The can 202 is agitated, and correspondingly the contents of the can are mixed, by inserting and securing the proximal end 122 of the tang 120 into the chuck of a power tool and operating the power tool (not shown). In a preferred embodiment, the power tool is a hand-held variable speed reciprocating saw. For example, such reciprocating saw is commercially available tool sold at retail. Other power tools may be used. The power tool should be operated within certain limits such that mixing occurs, no loosening of the securing straps occurs, no movement of the can relative to the cradle occurs, and the can does not open (liquids) or discharge (aerosols). Improved and faster mixing occurs as the power tool is operated at relatively higher revolutions or faster speeds. The power tool should be operated for sufficient time to ensure a desired amount of mixing.
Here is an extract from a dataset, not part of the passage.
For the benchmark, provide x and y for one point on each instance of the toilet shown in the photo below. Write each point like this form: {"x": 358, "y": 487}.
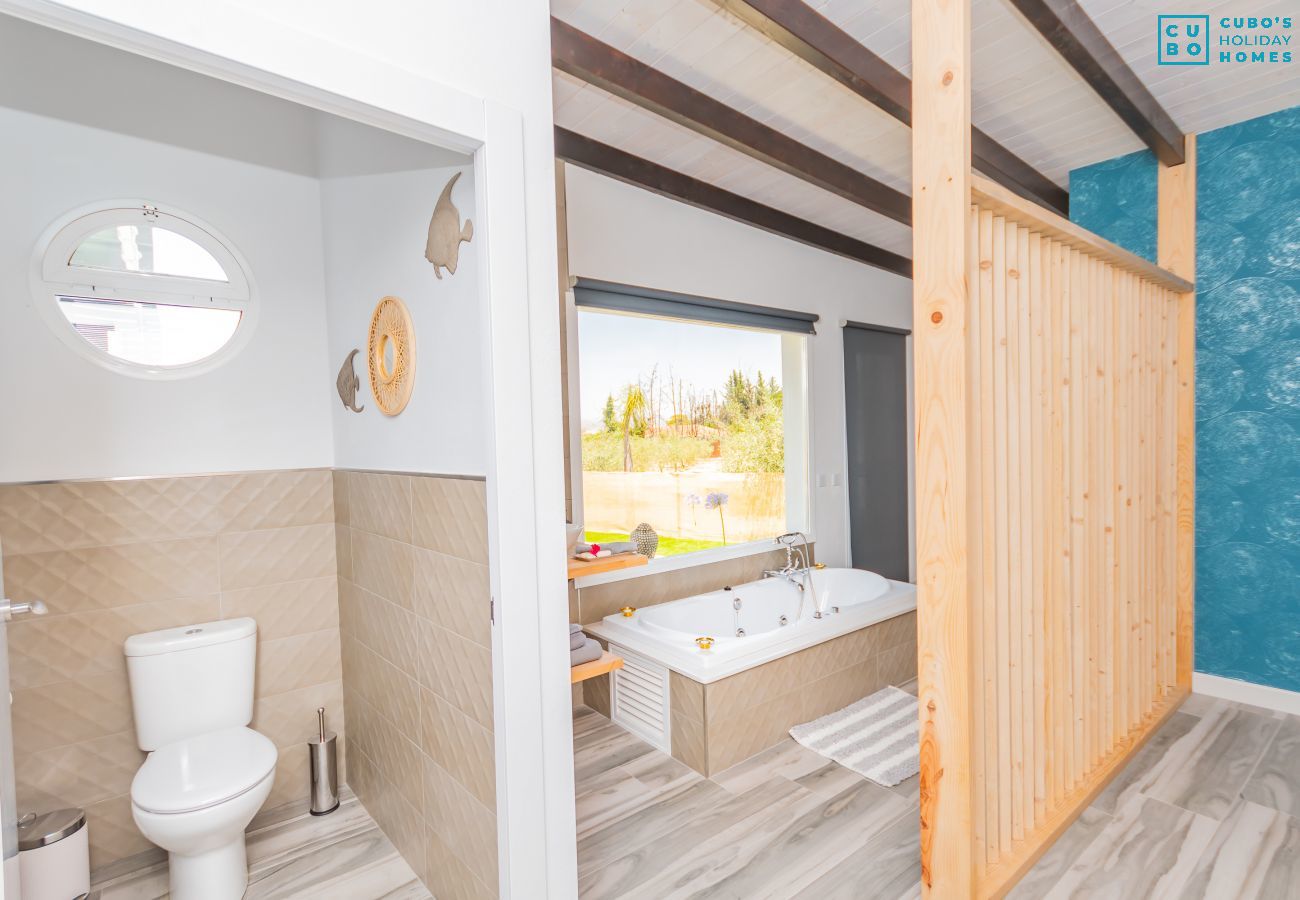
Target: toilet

FIG. 3 is a perspective drawing showing a second embodiment of the present invention wherein the cradle additionally comprises magnets. With reference to FIG. 3, a first magnet 302 is placed on the bottom support surface. The first magnet 302 is shown in a circular shape, but any shape or size may be used. Any number of first magnets 302 may also be used on the bottom support surface. A second set of magnets 304 is placed on the sides of the cradle, one magnet per side. Each of the second set of magnets is rectangular in shape. Any shape, size or number of these magnets may be used. The first and second magnets 302, 304 assist in securing a container of material (not shown) in the cradle during agitation of the contents of the container.
While the invention has been particularly shown and described with reference to one or more preferred embodiments, it will be understood by those skilled in the art that various changes in form and detail may be made therein without departing from the spirit and scope of the invention.